Lanzarote è il nero dei lapilli di lava, è l’orizzonte costellato di crateri vulcanici, è una strada nera che scorre in un paesaggio nero…, Lanzarote è l’onda che si infrange sulle rocce di Los Hervideros, è il vento costante che spira al Mirador del Rio e nella Cala di Famara.

Lanzarote è grezza ed elegante allo stesso tempo.

cosa vedere e cosa fare a Lanzarote
Il bellissimo panorama dal Mirador del Rio.

Con questo articolo non mi soffermerò sulle spiagge né sulla vita mondana di Lanzarote. Il mio è stato un viaggio alla scoperta delle bellezze naturali di tutta l’isola, un viaggio molto intenso sebbene di pochi giorni.

Se volete scoprire l’animo di questa splendida isola delle Canarie, beh, credo siate finiti sull’articolo giusto. Scopriamo insieme cosa fare e soprattutto cosa vedere a Lanzarote.

Lanzarote: qualche informazione prima dell’itinerario

Quest’isola fa parte dell’arcipelago delle Canarie, le 7 isole spagnole a pochi chilometri dalle coste del Marocco. Lanzarote, assieme a Fuerteventura, risulta quella geologicamente più vecchia e più interessante dal punto di vista paesaggistico. Il fuso orario è di un’ora indietro rispetto all’Italia. La temperatura è sempre gradevole ed assieme al vento costante è una prerogativa delle Canarie.
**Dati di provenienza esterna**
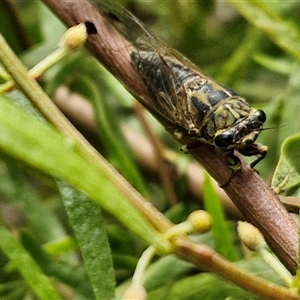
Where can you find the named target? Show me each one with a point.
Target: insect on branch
(252, 196)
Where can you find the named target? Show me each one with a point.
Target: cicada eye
(260, 116)
(224, 139)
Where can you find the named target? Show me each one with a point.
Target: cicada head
(242, 134)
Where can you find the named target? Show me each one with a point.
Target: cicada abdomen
(196, 105)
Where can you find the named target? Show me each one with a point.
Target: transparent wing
(161, 68)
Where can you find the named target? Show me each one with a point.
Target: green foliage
(51, 193)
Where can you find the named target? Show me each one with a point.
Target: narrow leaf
(31, 272)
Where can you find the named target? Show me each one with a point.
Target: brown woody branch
(248, 191)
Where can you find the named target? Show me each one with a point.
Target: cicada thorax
(198, 106)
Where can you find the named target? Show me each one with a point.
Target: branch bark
(247, 189)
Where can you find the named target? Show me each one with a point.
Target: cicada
(184, 98)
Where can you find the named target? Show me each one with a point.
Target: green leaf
(286, 178)
(88, 225)
(72, 275)
(281, 31)
(221, 232)
(39, 145)
(109, 131)
(31, 272)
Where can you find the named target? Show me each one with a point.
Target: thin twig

Ho visitato Lanzarote a fine gennaio e la temperatura era tra i 15 ed i 20 gradi. Nonostante la temperatura mite, il vento abbassa quella percepita e quindi è sempre bene avere con sé una giacca, più o meno pesante in base al periodo. Lanzarote è stata inoltre oggetto di numerose opere dell’artista César Manrique che ha lasciato segni indelebili ed ha interpretato a suo modo le bellezze dell’isola.

Lanzarote è organizzata molto bene dal punto di vista turistico. Sono stati istituiti i CACT, ovvero centri di arte, cultura e turismo. 

In sostanza sono 9 CACT che potrete scoprire qui: http://www.cactlanzarote.com/ . Oppure potete scaricare direttamente l’app dallo store android o IOS e sfruttarla in mobilità.

In quanto a prezzi ci sono soluzioni che comprendono la visita a più CACT in modo da risparmiare.

Possiamo idealmente dividere la visita a Lanzarote in due itinerari, uno che tocca tutta la parte nord ed uno che esplora la parte sud, ipotizzando di partire da Puerto del Carmen.

Dove dormire a Lanzarote? 

Puerto del Carmen rappresenta la base ideale dove dormire e da cui partire ogni volta per esplorare Lanzarote. E’ la località più vissuta dell’isola e ci sono locali, ristoranti e qualche discoteca. Certo è abbastanza turistico ma è un buon punto di partenza.

A tal proposito vi consiglio l’hotel dove ho alloggiato. Si tratta di un residence con appartamenti nuovi e molto puliti, piscina e divertimenti anche per i più piccoli. E’ un’ottima soluzione per chi vuole visitare Lanzarote con i propri figli, al tempo stesso è perfetta anche per chi, come me, preferisce godersi a mille il viaggio e necessita solo di un punto di riferimento dove dormire. Date un occhio all’ HOTEL THB FLORA.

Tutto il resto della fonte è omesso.